Most Mainers don’t think much about where their trash goes and where their electricity comes from. Increasingly, the two are related as burning trash produces electricity. It can also result in contamination and pollution. Because Maine cannot stop trash from coming into the state, it must focus on screening what comes in and ensuring proper pollution controls are in place when it is burned. New rules from the Department of Environmental Protection aim to do this.
Trash, including construction and demolition debris, is burned for two reasons: to reduce the volume of waste that must be buried in landfills and to produce electricity, which means buying less and possibly selling excess electricity back to the New England power market. Maine and New York are the only states in the Northeast that have facilities to burn construction and demolition debris. Because biomass plants and paper mills need a steady, preferably low-cost, source of material to burn, they are turning to construction debris, which is in large supply in southern New England and is cheaper than wood chips.
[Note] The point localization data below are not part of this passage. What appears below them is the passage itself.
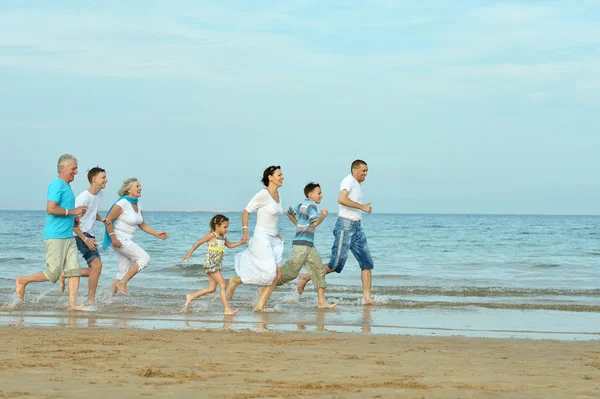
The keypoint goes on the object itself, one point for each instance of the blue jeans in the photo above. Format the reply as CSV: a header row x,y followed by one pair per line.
x,y
349,236
88,254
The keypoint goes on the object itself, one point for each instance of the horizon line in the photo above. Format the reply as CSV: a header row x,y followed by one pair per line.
x,y
335,213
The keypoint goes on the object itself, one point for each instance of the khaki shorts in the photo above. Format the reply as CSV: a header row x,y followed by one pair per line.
x,y
303,255
61,257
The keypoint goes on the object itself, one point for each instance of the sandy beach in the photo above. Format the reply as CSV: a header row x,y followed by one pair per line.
x,y
98,363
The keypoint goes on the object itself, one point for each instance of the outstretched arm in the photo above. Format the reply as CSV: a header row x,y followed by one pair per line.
x,y
292,218
230,244
324,214
146,228
245,218
114,214
344,200
201,241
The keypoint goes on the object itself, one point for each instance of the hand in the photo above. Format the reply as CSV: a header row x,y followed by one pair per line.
x,y
91,243
162,235
80,210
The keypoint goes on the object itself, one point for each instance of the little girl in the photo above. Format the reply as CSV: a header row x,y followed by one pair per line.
x,y
216,239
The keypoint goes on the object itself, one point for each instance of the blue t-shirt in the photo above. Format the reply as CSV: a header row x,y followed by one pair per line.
x,y
60,226
306,213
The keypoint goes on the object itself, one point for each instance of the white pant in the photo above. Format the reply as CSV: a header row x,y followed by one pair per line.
x,y
128,254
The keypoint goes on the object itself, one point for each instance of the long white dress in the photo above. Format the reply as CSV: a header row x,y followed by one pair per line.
x,y
258,263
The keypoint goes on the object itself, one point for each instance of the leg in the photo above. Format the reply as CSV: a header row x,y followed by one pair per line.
x,y
22,282
233,284
360,250
138,259
291,268
73,287
317,271
365,277
266,293
121,285
323,304
217,277
212,287
72,271
305,278
93,272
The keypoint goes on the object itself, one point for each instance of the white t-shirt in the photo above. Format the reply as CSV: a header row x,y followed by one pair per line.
x,y
267,212
88,221
128,221
355,194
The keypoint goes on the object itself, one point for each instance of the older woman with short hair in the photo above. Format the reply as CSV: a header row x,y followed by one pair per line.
x,y
126,216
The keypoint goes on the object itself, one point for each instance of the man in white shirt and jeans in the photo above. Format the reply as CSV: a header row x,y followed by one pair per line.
x,y
84,232
348,232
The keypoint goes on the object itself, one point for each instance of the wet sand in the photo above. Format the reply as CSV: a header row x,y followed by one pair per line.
x,y
99,363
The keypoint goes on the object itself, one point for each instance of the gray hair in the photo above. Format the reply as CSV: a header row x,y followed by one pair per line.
x,y
127,183
64,160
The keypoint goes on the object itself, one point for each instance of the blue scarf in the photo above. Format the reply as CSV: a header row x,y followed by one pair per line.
x,y
107,242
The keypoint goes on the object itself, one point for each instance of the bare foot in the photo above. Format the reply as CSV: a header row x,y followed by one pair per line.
x,y
20,289
188,300
122,288
78,308
326,305
257,309
231,286
302,281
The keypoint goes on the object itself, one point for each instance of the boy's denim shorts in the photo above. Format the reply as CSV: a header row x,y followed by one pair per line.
x,y
349,236
88,254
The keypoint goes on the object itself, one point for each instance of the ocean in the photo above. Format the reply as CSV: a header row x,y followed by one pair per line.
x,y
470,275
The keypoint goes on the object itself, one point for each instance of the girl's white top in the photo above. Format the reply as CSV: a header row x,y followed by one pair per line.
x,y
267,212
128,221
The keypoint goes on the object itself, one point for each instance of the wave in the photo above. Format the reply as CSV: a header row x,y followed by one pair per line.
x,y
7,260
469,291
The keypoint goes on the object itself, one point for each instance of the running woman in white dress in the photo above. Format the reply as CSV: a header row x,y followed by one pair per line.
x,y
126,216
261,263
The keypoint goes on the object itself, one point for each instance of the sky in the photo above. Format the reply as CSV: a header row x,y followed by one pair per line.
x,y
457,107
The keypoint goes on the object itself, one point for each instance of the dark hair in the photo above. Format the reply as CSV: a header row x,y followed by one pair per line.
x,y
357,163
216,220
309,187
95,171
269,172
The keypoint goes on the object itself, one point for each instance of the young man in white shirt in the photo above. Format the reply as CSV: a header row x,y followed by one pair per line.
x,y
348,232
84,231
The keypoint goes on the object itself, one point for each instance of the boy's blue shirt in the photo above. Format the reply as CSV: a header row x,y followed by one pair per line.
x,y
306,214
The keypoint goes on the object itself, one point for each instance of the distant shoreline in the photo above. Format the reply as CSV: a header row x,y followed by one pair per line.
x,y
335,213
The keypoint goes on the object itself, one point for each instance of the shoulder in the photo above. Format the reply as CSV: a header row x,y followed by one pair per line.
x,y
84,196
347,183
57,184
122,202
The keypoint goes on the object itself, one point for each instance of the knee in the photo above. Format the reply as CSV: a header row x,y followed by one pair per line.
x,y
143,261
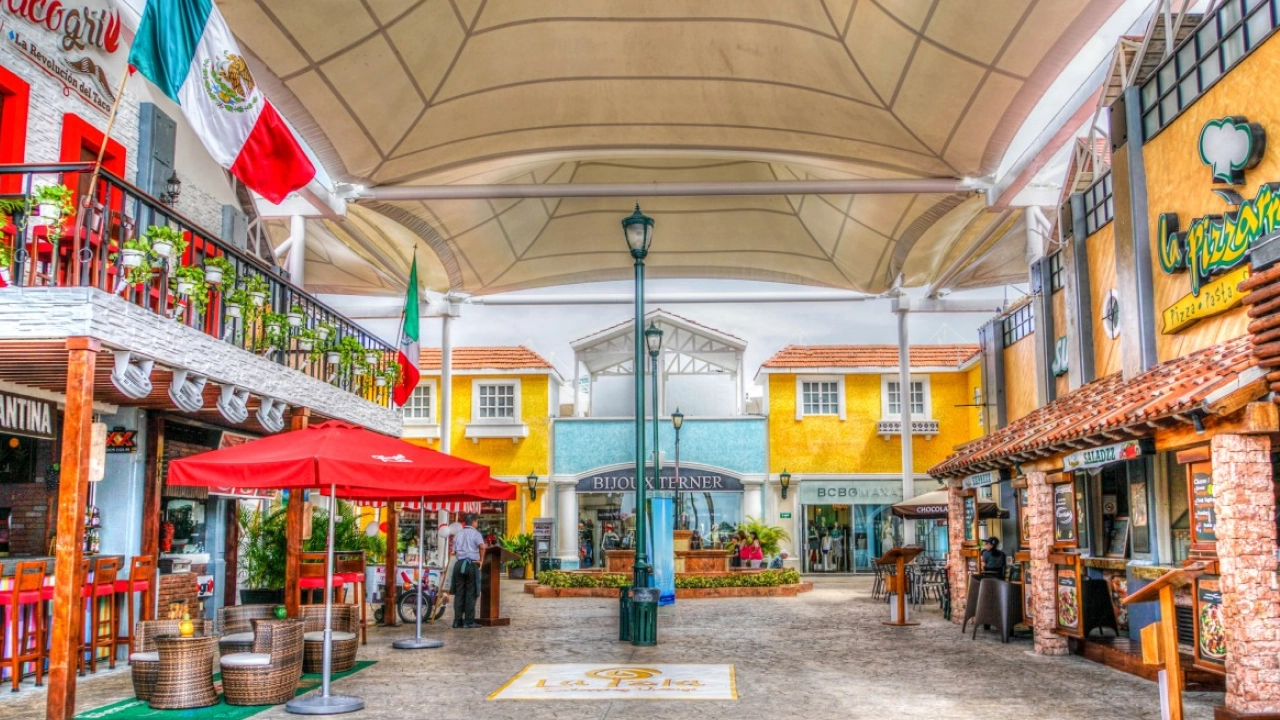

Two biomass boilers owned by Boralex, in Stratton and Livermore Falls, currently burn about 300,000 tons of construction debris a year. The company buys debris from about 50 Maine towns and from other states. The Georgia-Pacific Corp. mill in Old Town has received permission from the state to burn the debris, but local residents have appealed the permit. The SAPPI mill in Westbrook has filed an application with the DEP to burn the debris.
A major concern is that Maine is becoming a dumping ground for New England’s waste. Although this should not be allowed to happen, only Congress can regulate such interstate commerce. The alternative is to adopt rules to ensure that the waste imported into Maine is as safe as possible.
New rules from the DEP attempt to do this by setting standards for what type of debris can be burned – only wood, and not pressure-treated wood, for example – and requiring third-party reviews to ensure fuel quality standards are met. This is followed up with sampling to monitor for contaminants that are emitted into the air. Tests at the Boralex facilities by the DEP have found much lower levels of airborne contaminants from biomass facilities than from municipal waste incinerators.
The rules are currently being considered by the Board of Environmental Protection, which earlier this month decided to take more time to consider the updated rules before deciding whether to approve them.
Their thoroughness is appropriate. Burning trash means less waste is buried in landfills and it reduces energy costs for some of the state’s largest manufacturers. But, it must be done in a way that minimizes contamination and pollution.